Citizen Donald Trump’s arraignment in Manhattan on Tuesday remains mired in controversy but it does have one undeniably robust message for the world about American justice and democracy, regardless of what happens next.
It says that no one in the US, even a combative ex-president with a large diehard following, enjoys impunity because of power and wealth. Manhattan prosecutor Alvin Bragg’s doggedness will help to stiffen the backs of others fighting impunity for powerful politicians in less democratic countries around the world.
His example to uphold rule of law and impose accountability will endure even if his charges against Trump come to the naught. Many people outside the US may see it as a courtroom defeat that can happen to any prosecutor.
But many others may wrongly see it as a flaw in the legal system that allowed partisan politics to burrow into American justice so deeply as to rationalize a potentially flimsy case and legal theory.
A perception derogatory for democracy could take hold outside America that a district prosecutor tried to stymie a 2024 presidential candidate before he could become a menace for Joe Biden’s candidature.
Currently, people in most countries would prefer to not to see Trump at the helm again in Washington but how he is defeated at the polls or how he is kept out of elections still matters.
Many may applaud Trump’s comeuppance at Bragg’s hands or other hands like Fani Willis in Georgia or federal special counsel Jack Smith. But Bragg arrived first and is likely to mark global public opinion more vividly.
Voters decide elections in primaries and at the polls, not prosecutors and judges. Many voters may lean away from Trump without giving him presumption of innocence simply because he was branded as a potential criminal in Manhattan on Tuesday. In any case, final outcomes may be many months and probably years in the making.
But there is a wider world out there, where any US president needs allies and friends who trust that the apolitical law and order that Washington hammers upon leaders of other countries works with fairness inside America.
Numerous people around the world detest Trump as a font of discord and chaos but they are also sensitive to his grievances about a justice system bent on persecuting him to prevent his candidature. Many find this to be credible because it is often the norm in their own countries.
They looked up to America for better legal processes. They are now faced with a first time in US history legal event that looks politicized from the start but will influence the highest elections in the land.

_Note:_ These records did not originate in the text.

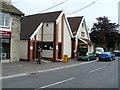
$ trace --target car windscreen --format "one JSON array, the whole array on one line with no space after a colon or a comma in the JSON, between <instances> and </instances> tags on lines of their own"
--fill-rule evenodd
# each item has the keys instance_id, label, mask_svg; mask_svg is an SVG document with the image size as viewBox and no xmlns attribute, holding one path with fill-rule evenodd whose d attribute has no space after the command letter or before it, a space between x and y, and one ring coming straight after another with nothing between
<instances>
[{"instance_id":1,"label":"car windscreen","mask_svg":"<svg viewBox=\"0 0 120 90\"><path fill-rule=\"evenodd\" d=\"M98 51L98 52L102 52L102 50L101 50L101 49L96 49L96 51Z\"/></svg>"}]
</instances>

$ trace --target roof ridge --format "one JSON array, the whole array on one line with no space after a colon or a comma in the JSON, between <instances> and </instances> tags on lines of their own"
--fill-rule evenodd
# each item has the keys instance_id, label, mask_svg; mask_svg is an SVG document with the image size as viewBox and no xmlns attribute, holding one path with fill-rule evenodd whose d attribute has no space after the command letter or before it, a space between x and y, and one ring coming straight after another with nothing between
<instances>
[{"instance_id":1,"label":"roof ridge","mask_svg":"<svg viewBox=\"0 0 120 90\"><path fill-rule=\"evenodd\" d=\"M51 13L57 13L57 12L63 12L63 10L61 10L61 11L46 12L46 13L36 13L36 14L26 15L25 17L35 16L35 15L51 14Z\"/></svg>"}]
</instances>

Such a perception would be inconsequential were it not for the challenges posed by China’s Xi Jinping to Biden’s flag waving about US democracy. Biden has turned American foreign policy into a contest between Western liberal democracy and autocracy.
But he is not winning points despite his two conferences of world democracies. Data from the Varieties of Democracy (V-Dem) project suggests that the world has only 32 liberal democracies compared with 30 closed autocracies. Fifty-eight are electoral democracies and another 58 are electoral autocracies.
Biden is on thin ice because most countries lean towards autocracy. He needs many of them to be America’s foreign policy friends or at least not be obstructive or hostile, as he grapples with an all-but-in-name alliance between Russia and China. In this contest, he needs to win over third countries or at least dissuade them from leaning towards China’s model of governance and development.
To his credit, his boldness in Ukraine is proving to all doubters that America has the will, quality of intelligence, weapons and allies to keep a military power like Russia and potentially China at bay. He has also shown that autocratic strongmen (like Vladimir Putin) are not better at governance or strategy than the elected leader of a democracy, even when darkened by anarchic demagogues.
The message about America’s deep material and democratic resources is not lost on global fence sitters evading a moral view about Ukraine. It may persuade many to jump to Biden’s side as the anti-chaos choice.
Just as Bragg’s steadfastness may persuade many fence-sitting voters to step away from Trump in November next year even if he wins the Republican primaries.